Short-chain volatile fatty acids modulate the expression of the hilA and invF genes of Salmonella typhimurium.

The ability of Salmonella typhimurium to invade the intestinal mucosal cells is an important step in pathogenesis. This invasion process requires genes encoded on the Salmonella pathogenicity island 1 (SPI1). Two transcriptional activators, HilA and InvF, encoded in SPII regulate the expression of invasion genes in response to environmental stimuli such as osmolarity, oxygen tension, and pH. During its pathogenic life cycle, Salmonella typhimurium is also exposed to short-chain fatty acids (SCFA), especially acetate, propionate, and butyrate, in the intestinal lumen, as well as the SCFA used as food preservatives. The effects of SCFA on the expression of hilA and invF-lacZY transcriptional fusions were examined to determine the potential role of SCFA in the pathogenesis of Salmonella typhimurium. Growth rates were reduced by increasing SCFA concentrations at pH 6 but not at pH 7. At pH 7, hilA and invF expression was induced by acetate but not by propionate or butyrate, while at pH 6, all SCFA induced hilA and invF expression at 1 h.
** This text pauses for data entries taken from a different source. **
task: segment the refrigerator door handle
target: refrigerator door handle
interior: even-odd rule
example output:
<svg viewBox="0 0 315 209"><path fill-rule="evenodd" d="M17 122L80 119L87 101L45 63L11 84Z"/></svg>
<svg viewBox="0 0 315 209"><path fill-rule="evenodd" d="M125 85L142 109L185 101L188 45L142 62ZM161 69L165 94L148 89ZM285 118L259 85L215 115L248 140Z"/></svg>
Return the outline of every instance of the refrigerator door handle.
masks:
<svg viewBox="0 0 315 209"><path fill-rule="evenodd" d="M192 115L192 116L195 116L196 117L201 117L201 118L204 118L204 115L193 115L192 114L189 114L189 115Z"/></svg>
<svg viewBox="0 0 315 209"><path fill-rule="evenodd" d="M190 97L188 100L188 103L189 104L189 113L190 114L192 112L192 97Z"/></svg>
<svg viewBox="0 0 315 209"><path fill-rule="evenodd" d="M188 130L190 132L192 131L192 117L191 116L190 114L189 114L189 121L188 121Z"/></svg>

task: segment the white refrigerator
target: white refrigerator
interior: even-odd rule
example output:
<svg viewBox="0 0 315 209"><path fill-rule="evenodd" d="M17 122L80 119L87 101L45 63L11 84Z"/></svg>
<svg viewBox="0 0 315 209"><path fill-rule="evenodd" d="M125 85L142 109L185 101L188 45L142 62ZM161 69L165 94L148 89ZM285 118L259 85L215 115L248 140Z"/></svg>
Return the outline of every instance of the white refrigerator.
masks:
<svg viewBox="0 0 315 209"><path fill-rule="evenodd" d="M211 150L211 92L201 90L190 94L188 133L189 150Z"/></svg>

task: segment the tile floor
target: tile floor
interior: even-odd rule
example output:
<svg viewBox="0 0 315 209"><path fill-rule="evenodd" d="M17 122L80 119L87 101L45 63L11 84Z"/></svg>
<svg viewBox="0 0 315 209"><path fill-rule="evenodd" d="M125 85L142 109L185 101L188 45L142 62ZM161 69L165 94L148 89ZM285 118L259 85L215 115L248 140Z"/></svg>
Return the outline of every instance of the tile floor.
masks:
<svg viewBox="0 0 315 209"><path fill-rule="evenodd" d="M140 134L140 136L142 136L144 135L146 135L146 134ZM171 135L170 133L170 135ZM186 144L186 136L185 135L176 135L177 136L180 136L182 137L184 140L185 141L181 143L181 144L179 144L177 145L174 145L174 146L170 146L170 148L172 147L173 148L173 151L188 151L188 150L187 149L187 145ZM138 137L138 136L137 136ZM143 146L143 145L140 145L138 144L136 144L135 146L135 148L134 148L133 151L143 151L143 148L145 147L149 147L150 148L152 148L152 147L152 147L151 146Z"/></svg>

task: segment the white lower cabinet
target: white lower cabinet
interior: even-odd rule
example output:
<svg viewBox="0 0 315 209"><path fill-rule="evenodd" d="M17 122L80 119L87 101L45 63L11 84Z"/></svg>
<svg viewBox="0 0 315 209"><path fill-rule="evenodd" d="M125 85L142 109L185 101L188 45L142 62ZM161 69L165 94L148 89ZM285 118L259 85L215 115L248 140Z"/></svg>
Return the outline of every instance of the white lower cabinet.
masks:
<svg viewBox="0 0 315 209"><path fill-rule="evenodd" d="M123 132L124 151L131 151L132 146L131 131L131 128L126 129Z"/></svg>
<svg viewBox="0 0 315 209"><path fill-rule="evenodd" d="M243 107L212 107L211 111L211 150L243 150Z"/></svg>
In general, hilA and invF expression levels when compared to respective control responses were higher at 1 h than at 4 and 8 h in the presence of most SCFA concentrations at pH 6. However, expression levels at 4 and 8 h were either similar or higher than the 1-h responses for the hilA-lacZY fusion strain in the presence of acetate while exposure to 20 mM propionate yielded similar levels of expression at 1, 4, and 8 h. The pH-dependent manner of induction suggests that entry of SCFA into the cell was necessary for induction. We speculate that SCFA may serve as an environmental signal that triggers the expression of invasion genes in the gastrointestinal tract.